We have been talking about interfaith relationships in Israel for a long time. We know many in the country are strongly opposed to intermarriage, but a recent story in the newspaper Ha’aretz showcases the surprising depth of that hostility. According to the paper, an Israeli man and a Filipino woman wanted to get married. Their request was denied by the Interior Ministry because of “doubts about the sincerity of the relationship.” But the story doesn’t end there. Ha’aretz reports that a document from the Interior Ministry clearly indicates that their request was doomed from the start.
A leaked memo from the ministry reads, “Too many Filipinas are going this road. It must stop and they must be removed from the country.” Whether this is a reaction to intermarriage (as some have speculated on the Ha’aretz website) or an effort to curb illegal Filipino immigration, it’s a remarkably cynical and narrow-minded position to take. With such a broad generalization, the Interior Ministry seems to have already decided that Israelis who fall in love with Filipinos simply don’t deserve to live their lives together. What’s stopping this philosophy from being applied to Israelis who falls in love with any foreigner? It’s also important to note that many Filipinos come to Israel to support older adults. They are good enough to care for our aging parents, but not good enough to marry.

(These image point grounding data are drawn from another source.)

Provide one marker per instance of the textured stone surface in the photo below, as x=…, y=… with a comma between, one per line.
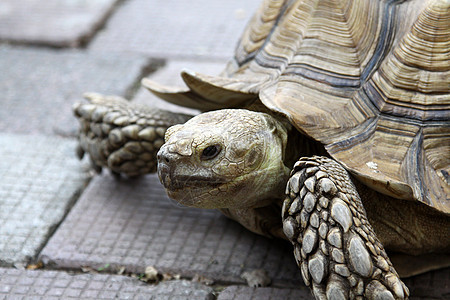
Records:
x=245, y=293
x=39, y=179
x=49, y=285
x=170, y=75
x=176, y=28
x=39, y=87
x=52, y=22
x=132, y=223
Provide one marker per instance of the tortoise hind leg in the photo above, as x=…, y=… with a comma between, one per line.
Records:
x=335, y=247
x=120, y=135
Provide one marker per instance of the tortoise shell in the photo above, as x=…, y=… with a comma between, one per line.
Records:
x=368, y=79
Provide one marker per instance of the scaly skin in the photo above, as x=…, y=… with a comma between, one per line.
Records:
x=335, y=246
x=244, y=175
x=120, y=135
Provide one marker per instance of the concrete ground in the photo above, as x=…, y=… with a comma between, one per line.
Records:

Regardless of the Interior Ministry’s justification for its point of view, we believe this is another example of just how far some will go to prevent interfaith relationships. Will the fear of repercussions stop Israelis from dating Filipinos? Probably not. Fear has never worked when it comes to curbing “taboo” relationships. It hasn’t stopped the growing number of relationships between Israelis and Arabs, and it hasn’t stopped intermarriage here in North America. Jewish and Israeli history is filled with intermarriage and diversity. There is no justifiable reason to deny two people – no matter their backgrounds – the right to fall in love and live happily ever after.